Children with MPS VI, Maroteaux-Lamy syndrome, usually have normal intellectual development but share many of the physical symptoms found in Hurler syndrome. Caused by the deficient enzyme N-acetylgalactosamine 4-sulfatase, Maroteaux-Lamy syndrome has a variable spectrum of severe symptoms. Neurological complications include clouded corneas, deafness, thickening of the dura (the membrane that surrounds and protects the brain and spinal cord), and pain caused by compressed or traumatized nerves and nerve roots.

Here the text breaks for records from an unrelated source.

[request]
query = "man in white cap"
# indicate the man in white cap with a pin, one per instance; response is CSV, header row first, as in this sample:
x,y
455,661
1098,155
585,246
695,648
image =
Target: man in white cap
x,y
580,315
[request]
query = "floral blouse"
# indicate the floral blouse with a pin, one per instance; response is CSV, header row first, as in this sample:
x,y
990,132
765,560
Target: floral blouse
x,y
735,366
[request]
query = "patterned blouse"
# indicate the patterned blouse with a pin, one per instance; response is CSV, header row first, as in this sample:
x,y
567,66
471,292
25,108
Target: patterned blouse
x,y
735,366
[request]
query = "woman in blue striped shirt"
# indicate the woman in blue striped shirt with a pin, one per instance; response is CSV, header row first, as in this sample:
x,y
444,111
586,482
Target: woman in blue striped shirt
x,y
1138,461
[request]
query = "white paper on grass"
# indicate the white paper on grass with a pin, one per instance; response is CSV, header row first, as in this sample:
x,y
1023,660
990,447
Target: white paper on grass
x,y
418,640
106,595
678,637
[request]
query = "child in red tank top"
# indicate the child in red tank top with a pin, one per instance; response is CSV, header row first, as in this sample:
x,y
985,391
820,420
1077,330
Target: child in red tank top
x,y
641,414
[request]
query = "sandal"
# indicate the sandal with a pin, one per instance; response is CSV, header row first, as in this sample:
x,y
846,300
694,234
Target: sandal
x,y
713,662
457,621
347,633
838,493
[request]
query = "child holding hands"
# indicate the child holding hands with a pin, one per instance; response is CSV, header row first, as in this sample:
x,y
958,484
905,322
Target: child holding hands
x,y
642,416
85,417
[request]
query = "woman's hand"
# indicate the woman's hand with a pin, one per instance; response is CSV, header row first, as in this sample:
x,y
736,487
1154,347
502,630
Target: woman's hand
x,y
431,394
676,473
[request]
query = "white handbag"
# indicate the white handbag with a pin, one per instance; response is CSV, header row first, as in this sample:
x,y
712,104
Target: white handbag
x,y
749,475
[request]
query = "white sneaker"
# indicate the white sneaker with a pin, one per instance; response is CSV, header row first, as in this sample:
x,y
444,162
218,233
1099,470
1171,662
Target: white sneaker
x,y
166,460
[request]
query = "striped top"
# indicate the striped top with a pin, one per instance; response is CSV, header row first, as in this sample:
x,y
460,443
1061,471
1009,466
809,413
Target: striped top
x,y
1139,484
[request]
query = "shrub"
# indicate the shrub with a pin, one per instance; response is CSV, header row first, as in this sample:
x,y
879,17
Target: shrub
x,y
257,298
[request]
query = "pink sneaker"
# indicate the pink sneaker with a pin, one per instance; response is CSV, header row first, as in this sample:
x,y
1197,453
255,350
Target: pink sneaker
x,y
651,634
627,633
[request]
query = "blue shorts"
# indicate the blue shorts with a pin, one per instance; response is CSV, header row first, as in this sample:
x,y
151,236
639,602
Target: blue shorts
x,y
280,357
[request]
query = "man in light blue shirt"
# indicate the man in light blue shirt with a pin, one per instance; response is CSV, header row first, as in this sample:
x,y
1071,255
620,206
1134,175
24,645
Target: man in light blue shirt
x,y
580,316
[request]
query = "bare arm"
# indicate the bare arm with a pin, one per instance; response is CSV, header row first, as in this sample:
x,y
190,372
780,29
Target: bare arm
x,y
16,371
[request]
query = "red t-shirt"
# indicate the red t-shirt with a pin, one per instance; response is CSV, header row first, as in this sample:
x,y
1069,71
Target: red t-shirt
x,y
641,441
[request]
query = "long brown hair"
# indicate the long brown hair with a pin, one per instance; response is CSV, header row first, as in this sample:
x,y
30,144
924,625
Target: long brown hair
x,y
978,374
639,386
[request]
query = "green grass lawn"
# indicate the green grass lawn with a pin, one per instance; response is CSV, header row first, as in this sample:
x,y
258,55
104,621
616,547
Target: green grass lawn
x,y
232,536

Growth is normal at first but stops suddenly around age 8. By age 10 children have developed a shortened trunk, crouched stance, and restricted joint movement. In more severe cases, children also develop a protruding abdomen and forward-curving spine. Skeletal changes (particularly in the pelvic region) are progressive and limit movement. Many children also have umbilical or inguinal hernias. Nearly all children have some form of heart disease, usually involving valve dysfunction.
An enzyme replacement therapy was tested on patients with MPS VI and was successful in that it improved growth and joint movement. An experiment was then carried out to see whether an injection of the missing enzyme into the hips would help the range of motion and pain.
Treatment: Enzyme replacement therapy is available for individuals with MPS VI.
MPS VII, Sly syndrome, one of the least common forms of the mucopolysaccharidoses, is estimated to occur in fewer than one in 250,000 births. The disorder is caused by deficiency of the enzyme beta-glucuronidase. In its rarest form, Sly syndrome causes children to be born with hydrops fetalis, in which extreme amounts of fluid are retained in the body. Survival is usually a few months or less. Most children with Sly syndrome are less severely affected. Neurological symptoms may include mild to moderate mental retardation by age 3, communicating hydrocephalus, nerve entrapment, corneal clouding, and some loss of peripheral and night vision. Other symptoms include short stature, some skeletal irregularities, joint stiffness and restricted movement, and umbilical and/or inguinal hernias. Some patients may have repeated bouts of pneumonia during their first years of life. Most children with Sly syndrome live into the teenage or young adult years.
Treatment: There has been little or no experience with bone marrow transplantation or with enzyme replacement therapy in individuals with MPS VII. Studies in animal models of this disease, however, suggest that both bone marrow transplantation and enzyme replacement therapy may be effective forms of therapy for problems affecting the body.